Nonetheless, They Live also offers some striking parallels to the world of today. It’s hard not to think of the more recent political and economic developments when watching the movie – and the outgrowth of capitalism thanks to globalization, investment banking, and hedge funds; the gap between the rich and the poor widening; technological products with ever-shortening lifecycles so that you have to renew your equipment every full moon; people from numerous warzones all over the world fleeing to ‘Western’ countries and ending up in similar shantytowns as Nada. It’s all there in They Live, which basically reflects on ‘Reaganomics,’ or the contemporary neoliberal capitalism and ultra-consumerism in its infant stages. Remember, ‘Greed is good’ is the mantra of Gordon Gekko, the cutthroat stockbroker from Oliver Stone’s 1987 movie Wall Street, and both directors seem to be men of vision. Each wants to show us the negative consequences of unleashing such a system onto the population.

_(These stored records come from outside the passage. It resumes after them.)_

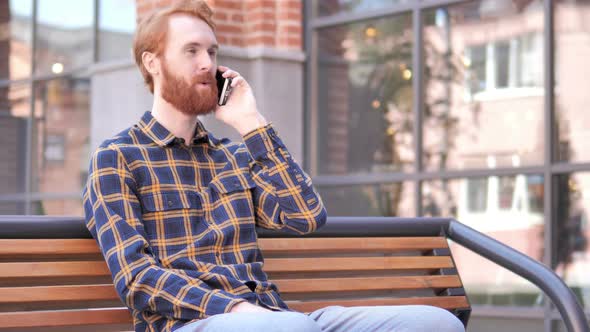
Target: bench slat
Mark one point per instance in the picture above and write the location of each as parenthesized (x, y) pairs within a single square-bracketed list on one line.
[(47, 247), (60, 247), (335, 245), (64, 318), (53, 269), (122, 316), (365, 284), (21, 295), (321, 264)]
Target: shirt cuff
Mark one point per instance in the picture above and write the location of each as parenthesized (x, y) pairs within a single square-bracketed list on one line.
[(262, 140)]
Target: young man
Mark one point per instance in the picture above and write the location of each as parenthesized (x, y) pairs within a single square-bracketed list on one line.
[(174, 209)]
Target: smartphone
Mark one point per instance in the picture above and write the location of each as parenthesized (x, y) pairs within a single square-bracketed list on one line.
[(223, 88)]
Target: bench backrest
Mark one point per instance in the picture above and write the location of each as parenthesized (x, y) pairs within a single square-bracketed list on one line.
[(55, 283)]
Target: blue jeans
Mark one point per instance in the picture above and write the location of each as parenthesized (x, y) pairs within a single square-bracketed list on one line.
[(415, 318)]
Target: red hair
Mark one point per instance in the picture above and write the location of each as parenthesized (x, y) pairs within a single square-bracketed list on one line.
[(152, 31)]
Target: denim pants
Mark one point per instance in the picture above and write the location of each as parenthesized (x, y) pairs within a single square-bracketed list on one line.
[(415, 318)]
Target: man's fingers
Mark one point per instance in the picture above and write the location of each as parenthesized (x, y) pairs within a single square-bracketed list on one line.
[(237, 81), (230, 73)]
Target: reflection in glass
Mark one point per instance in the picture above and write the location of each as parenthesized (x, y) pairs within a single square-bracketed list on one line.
[(116, 26), (364, 105), (505, 208), (61, 135), (64, 35), (391, 199), (14, 108), (573, 233), (15, 38), (331, 7), (572, 76), (484, 91), (12, 207), (55, 207)]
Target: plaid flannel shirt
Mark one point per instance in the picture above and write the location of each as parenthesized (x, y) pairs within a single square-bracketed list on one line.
[(176, 223)]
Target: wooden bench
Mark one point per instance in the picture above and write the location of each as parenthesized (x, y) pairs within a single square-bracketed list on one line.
[(63, 284)]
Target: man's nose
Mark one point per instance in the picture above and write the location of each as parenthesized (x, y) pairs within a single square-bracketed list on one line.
[(205, 62)]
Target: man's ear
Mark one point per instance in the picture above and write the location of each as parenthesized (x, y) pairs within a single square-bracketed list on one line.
[(151, 63)]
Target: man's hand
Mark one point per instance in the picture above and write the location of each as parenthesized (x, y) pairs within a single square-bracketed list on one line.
[(247, 307), (240, 111)]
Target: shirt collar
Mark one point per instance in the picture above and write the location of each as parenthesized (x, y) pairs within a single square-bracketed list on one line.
[(163, 137)]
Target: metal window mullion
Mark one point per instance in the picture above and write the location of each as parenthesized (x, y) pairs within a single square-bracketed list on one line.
[(549, 208), (95, 31), (29, 129), (418, 100)]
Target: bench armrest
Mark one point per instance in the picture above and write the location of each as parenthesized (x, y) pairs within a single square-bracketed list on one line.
[(541, 276)]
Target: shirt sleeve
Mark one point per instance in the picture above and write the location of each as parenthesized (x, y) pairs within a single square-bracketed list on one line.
[(113, 216), (284, 197)]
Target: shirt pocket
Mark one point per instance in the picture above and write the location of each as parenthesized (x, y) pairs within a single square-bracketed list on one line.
[(171, 219), (232, 197)]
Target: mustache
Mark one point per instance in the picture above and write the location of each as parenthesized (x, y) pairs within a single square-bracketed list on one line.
[(205, 77)]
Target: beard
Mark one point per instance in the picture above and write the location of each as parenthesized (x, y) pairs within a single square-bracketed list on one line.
[(189, 98)]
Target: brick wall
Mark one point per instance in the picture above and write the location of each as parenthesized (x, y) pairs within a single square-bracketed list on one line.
[(250, 23)]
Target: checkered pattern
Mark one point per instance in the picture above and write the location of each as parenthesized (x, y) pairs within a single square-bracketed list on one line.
[(176, 223)]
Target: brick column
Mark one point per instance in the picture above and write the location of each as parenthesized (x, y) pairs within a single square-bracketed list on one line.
[(250, 23)]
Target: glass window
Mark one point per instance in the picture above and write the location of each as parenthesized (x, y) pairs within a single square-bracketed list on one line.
[(331, 7), (573, 233), (364, 105), (116, 26), (12, 207), (14, 109), (572, 76), (477, 194), (484, 79), (391, 199), (61, 135), (58, 207), (15, 38), (521, 228), (64, 35)]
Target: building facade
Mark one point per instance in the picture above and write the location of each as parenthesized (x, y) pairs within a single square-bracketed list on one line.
[(472, 109)]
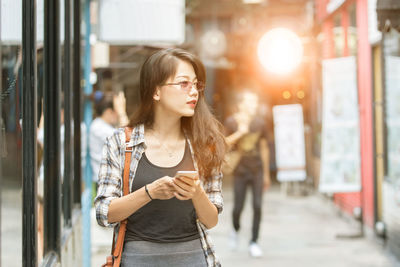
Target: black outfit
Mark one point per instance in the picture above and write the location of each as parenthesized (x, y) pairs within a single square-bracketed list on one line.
[(162, 221), (249, 171)]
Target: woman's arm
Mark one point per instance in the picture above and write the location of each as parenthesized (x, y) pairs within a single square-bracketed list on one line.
[(206, 211)]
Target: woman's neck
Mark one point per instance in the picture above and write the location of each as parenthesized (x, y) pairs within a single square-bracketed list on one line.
[(167, 128)]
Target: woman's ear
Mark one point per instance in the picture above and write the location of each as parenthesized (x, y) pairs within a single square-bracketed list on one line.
[(156, 95)]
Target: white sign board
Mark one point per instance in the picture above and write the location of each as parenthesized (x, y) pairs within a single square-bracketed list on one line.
[(333, 5), (340, 152), (289, 142), (130, 22), (392, 80), (374, 35), (11, 21)]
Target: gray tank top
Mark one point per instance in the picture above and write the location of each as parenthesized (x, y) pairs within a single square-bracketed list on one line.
[(162, 221)]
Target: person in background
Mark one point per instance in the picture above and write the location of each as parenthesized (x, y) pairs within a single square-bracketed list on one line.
[(168, 215), (110, 113), (246, 131)]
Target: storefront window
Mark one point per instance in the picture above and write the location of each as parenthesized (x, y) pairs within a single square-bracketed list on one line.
[(392, 95), (11, 138), (338, 34), (352, 30)]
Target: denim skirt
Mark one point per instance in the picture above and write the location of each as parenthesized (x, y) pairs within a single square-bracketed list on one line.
[(150, 254)]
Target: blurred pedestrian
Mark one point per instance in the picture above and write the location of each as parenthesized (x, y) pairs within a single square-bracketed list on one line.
[(110, 111), (173, 130), (246, 132)]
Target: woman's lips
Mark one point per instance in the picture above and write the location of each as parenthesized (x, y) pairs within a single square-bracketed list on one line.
[(192, 103)]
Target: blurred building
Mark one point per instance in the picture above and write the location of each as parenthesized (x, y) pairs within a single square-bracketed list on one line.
[(351, 28)]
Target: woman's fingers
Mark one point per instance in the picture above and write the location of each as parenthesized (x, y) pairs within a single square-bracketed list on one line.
[(181, 190), (182, 184), (180, 197)]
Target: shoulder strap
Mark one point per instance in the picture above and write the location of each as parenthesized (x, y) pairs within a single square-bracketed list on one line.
[(117, 251)]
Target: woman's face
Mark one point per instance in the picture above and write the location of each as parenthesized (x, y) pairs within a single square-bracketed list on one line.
[(172, 98)]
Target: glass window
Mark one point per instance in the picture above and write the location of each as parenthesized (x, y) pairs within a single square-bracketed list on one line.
[(338, 34), (392, 99), (352, 31), (11, 138)]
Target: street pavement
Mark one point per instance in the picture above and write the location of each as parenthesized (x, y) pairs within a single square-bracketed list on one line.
[(295, 231)]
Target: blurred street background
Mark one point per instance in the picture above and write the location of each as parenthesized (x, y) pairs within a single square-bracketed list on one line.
[(327, 75)]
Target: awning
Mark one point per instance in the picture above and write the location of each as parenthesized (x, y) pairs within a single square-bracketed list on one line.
[(388, 14)]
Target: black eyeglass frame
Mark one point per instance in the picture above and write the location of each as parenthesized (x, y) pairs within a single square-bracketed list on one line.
[(199, 86)]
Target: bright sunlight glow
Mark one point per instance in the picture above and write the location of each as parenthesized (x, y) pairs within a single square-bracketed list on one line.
[(280, 51)]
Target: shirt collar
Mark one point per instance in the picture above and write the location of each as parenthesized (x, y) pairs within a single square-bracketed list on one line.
[(137, 136)]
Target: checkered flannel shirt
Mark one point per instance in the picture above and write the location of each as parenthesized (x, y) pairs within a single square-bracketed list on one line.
[(110, 183)]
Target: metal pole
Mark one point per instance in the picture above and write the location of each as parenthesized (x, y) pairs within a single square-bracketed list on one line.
[(29, 142), (67, 184), (77, 98), (1, 138), (87, 194), (52, 179)]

It’s only fitting that Roddy Piper’s protagonist is named Nada – whether John, as in They Live, or George, as in the 1960s science-fiction short story “Eight O’Clock in the Morning” by Ray Nelson the film is based on. In Spanish, the word means as much as ‘nothing,’ ‘zippo,’ or ‘zilch,’ and at the beginning of the story Nada is only a cipher, indeed. He is only a small cog in the corporate wheel, one out of the many that keep the exploitative machine humming on all cylinders. It’s certainly debatable, however, whether he turns into an unlikely hero or he remains but a victim when all is said and done. In this regard, he is one and the same as another John Carpenter swashbuckler, the one-eyed Snake Plissken, who ultimately returns the modern world to the Stone Age by launching a superweapon that destroys all electronic devices at the end of Escape From L.A. The Canadian filmmaker certainly loves to draw dire pictures, perhaps as a sort of “Distant Early Warning,” to quote progressive rockers Rush.
A number of critics may argue that They Live isn’t John Carpenter’s best work, overall, and there is some merit to that estimation. The movie isn’t without excrescences. From a contemporary standpoint, for instance, the dialog can make you cringe occasionally. They Live really shows its age during those bits, since there are numerous generic 1980s action one-liners. It’s easy to overlook the film’s warts, though, because it’s still relevant today. Just as we can still learn some lessons from classic science-fiction, as outdated as it may seem at times, John Carpenter’s movie contains more than enough moments that make you pause and think carefully about the world we live in. If you would like to remember ‘Rowdy’ Roddy Piper in his full glory, you may want to tune in to his world-title bout against Hulk Hogan at the main event of the first-ever Wrestlemania. They Live might be the better alternative, however, as the Canadian legend also demonstrates his big-screen acting chops in the film.